Personally, I absolutely love 'I Wandered Lonely as a Cloud' by William Wordsworth:
I wandered lonely as a cloud
That floats on high o'er vales and hills,
When all at once I saw a crowd,
A host, of golden daffodils;
Beside the lake, beneath the trees,
Fluttering and dancing in the breeze.
Continuous as the stars that shine
And twinkle on the milky way,
They stretched in never-ending line
Along the margin of a bay:
Ten thousand saw I at a glance,
Tossing their heads in sprightly dance.
The waves beside them danced; but they
Out-did the sparkling waves in glee:
A poet could not but be gay,
In such a jocund company:
I gazed--and gazed--but little thought
What wealth the show to me had brought:
For oft, when on my couch I lie
In vacant or in pensive mood,
They flash upon that inward eye
Which is the bliss of solitude;
And then my heart with pleasure fills,
And dances with the daffodils.
---
To me, this is the quintessence of 'sprightly' poetry, so to say.
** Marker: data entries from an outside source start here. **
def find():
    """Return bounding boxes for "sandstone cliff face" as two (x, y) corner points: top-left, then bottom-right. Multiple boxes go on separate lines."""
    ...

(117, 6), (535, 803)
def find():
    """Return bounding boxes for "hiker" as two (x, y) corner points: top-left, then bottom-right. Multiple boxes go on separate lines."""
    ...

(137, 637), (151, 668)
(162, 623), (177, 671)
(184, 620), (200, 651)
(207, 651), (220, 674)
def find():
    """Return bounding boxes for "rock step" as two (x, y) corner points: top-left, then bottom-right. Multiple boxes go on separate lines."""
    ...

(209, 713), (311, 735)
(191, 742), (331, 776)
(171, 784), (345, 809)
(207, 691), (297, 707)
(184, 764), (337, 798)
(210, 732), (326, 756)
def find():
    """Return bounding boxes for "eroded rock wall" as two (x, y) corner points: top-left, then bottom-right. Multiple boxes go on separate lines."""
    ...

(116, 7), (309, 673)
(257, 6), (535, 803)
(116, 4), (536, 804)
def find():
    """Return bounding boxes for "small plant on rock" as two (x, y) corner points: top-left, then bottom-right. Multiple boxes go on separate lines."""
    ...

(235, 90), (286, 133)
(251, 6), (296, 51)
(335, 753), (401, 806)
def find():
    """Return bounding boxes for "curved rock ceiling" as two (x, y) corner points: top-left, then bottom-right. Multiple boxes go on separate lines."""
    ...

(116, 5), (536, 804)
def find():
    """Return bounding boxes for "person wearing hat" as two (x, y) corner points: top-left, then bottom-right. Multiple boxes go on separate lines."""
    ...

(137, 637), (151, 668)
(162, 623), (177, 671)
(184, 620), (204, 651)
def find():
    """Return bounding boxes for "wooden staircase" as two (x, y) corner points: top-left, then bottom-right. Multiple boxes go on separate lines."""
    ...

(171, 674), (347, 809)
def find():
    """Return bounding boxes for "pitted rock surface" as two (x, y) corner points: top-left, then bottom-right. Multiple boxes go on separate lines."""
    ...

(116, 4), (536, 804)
It is in essence a great focus of my beliefs, of the lively poetic spirit, and of many other sundry things.
---
The eighteenth of Shakespeare's 'Sonnets' (which, if I had to choose only one work, I'd say this is his best and perhaps the best piece of literature I have ever read) is probably the best of them all, and the most famous.
Shall I compare thee to a summer's day?
Thou art more lovely and more temperate:
Rough winds do shake the darling buds of May,
And summer's lease hath all too short a date:
Sometime too hot the eye of heaven shines,
And often is his gold complexion dimm'd;
And every fair from fair sometime declines,
By chance or nature's changing course untrimm'd;
But thy eternal summer shall not fade
Nor lose possession of that fair thou owest;
Nor shall Death brag thou wander'st in his shade,
When in eternal lines to time thou growest:
So long as men can breathe or eyes can see,
So long lives this and this gives life to thee.
---
This is the great turning point, where the speaker stops his harsh attitude toward the lead character in wanting him to marry and conceive, and begins truly describing love as it should be. I love Shakespeare's language and I often try some similar techniques myself, and most of my writings are greatly inspired by Shakespeare's.